A Triple Regimen as an Alternative Treatment for Lymphatic Filariasis in a Non-endemic Area in Indonesia: A Case Report
Alindina Anjani, Rizka Humardewayanti Asdie

TL;DR
A 19-year-old man in Indonesia with lymphatic filariasis showed improvement after a triple drug treatment when standard treatments failed.
Contribution
A successful alternative triple regimen for treating lymphatic filariasis in a non-endemic area is reported.
Findings
A triple regimen of albendazole, DEC, and ivermectin improved edema in a patient unresponsive to standard treatment.
The treatment was well-tolerated with no adverse effects reported over 90 days.
Persistent microfilaria detection suggests the need for further research on species-specific resistance.
Abstract
Lymphatic filariasis is a neglected tropical disease. Although cases in Indonesia are not very common, the condition still poses a burden because of its chronic course and the disability it causes in daily life. Research on treatment is limited, especially for patients who do not respond to standard regimens in non-endemic areas.
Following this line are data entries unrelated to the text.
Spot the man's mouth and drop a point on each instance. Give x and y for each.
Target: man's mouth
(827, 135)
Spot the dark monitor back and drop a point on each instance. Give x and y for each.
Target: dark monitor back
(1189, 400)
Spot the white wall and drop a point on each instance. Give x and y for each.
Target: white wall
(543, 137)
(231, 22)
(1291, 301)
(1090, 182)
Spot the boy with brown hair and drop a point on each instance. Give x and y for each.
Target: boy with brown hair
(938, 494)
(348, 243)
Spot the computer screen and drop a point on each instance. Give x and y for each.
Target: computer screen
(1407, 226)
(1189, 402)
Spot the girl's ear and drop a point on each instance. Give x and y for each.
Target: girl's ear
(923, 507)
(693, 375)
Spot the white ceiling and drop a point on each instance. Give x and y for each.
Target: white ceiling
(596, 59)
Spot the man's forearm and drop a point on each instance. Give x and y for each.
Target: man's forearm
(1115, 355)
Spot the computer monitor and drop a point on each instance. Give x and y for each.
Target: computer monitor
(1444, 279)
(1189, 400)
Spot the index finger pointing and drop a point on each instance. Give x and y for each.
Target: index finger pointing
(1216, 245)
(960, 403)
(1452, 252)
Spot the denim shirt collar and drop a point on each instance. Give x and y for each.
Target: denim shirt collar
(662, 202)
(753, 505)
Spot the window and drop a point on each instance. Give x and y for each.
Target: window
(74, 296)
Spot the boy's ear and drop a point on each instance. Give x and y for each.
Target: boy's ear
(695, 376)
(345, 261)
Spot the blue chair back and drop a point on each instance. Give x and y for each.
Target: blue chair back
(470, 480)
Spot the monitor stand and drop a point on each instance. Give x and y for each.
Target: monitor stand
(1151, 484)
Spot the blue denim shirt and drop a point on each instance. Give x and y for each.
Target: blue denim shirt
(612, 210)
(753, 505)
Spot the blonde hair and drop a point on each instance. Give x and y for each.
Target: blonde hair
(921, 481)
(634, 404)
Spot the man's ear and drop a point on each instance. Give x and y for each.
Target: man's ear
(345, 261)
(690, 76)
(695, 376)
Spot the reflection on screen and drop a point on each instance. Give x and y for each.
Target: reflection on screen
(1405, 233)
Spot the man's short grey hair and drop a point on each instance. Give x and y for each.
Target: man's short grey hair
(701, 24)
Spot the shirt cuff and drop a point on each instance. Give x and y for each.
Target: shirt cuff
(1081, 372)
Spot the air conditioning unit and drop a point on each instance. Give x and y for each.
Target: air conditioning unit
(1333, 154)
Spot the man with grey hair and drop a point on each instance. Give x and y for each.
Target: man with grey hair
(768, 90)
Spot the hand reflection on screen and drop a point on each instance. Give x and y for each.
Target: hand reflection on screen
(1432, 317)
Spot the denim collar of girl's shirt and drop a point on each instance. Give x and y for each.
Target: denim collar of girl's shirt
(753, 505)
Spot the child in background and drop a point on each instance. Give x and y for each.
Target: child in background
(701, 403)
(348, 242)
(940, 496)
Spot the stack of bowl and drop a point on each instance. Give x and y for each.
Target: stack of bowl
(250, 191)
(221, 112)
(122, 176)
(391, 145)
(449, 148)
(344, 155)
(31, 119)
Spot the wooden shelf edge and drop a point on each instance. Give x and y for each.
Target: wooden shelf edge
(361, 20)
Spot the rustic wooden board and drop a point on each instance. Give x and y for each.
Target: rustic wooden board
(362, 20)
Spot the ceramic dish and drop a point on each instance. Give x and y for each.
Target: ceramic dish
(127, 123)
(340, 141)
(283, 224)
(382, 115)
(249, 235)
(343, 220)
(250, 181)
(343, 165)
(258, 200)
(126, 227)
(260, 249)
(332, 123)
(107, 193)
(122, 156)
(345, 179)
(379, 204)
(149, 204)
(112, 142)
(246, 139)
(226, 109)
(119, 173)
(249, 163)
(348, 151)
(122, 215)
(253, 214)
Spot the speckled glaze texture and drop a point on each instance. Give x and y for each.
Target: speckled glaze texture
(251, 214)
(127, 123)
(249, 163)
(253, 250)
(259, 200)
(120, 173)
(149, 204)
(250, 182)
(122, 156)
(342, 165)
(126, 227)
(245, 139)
We report the case of a 19-year-old male with a four-year history of bilateral non-pitting edema of the lower limbs. He had no prior medical history and was diagnosed with filariasis of undetermined species because of limited laboratory capacity for species identification. Because diethylcarbamazine (DEC) was not available at the time, the patient was first treated with albendazole 400 mg twice daily for 14 days and a single dose of ivermectin 36 mg. Thirty days later, he returned with persistent edema, and blood smear examination still showed microfilaria. A…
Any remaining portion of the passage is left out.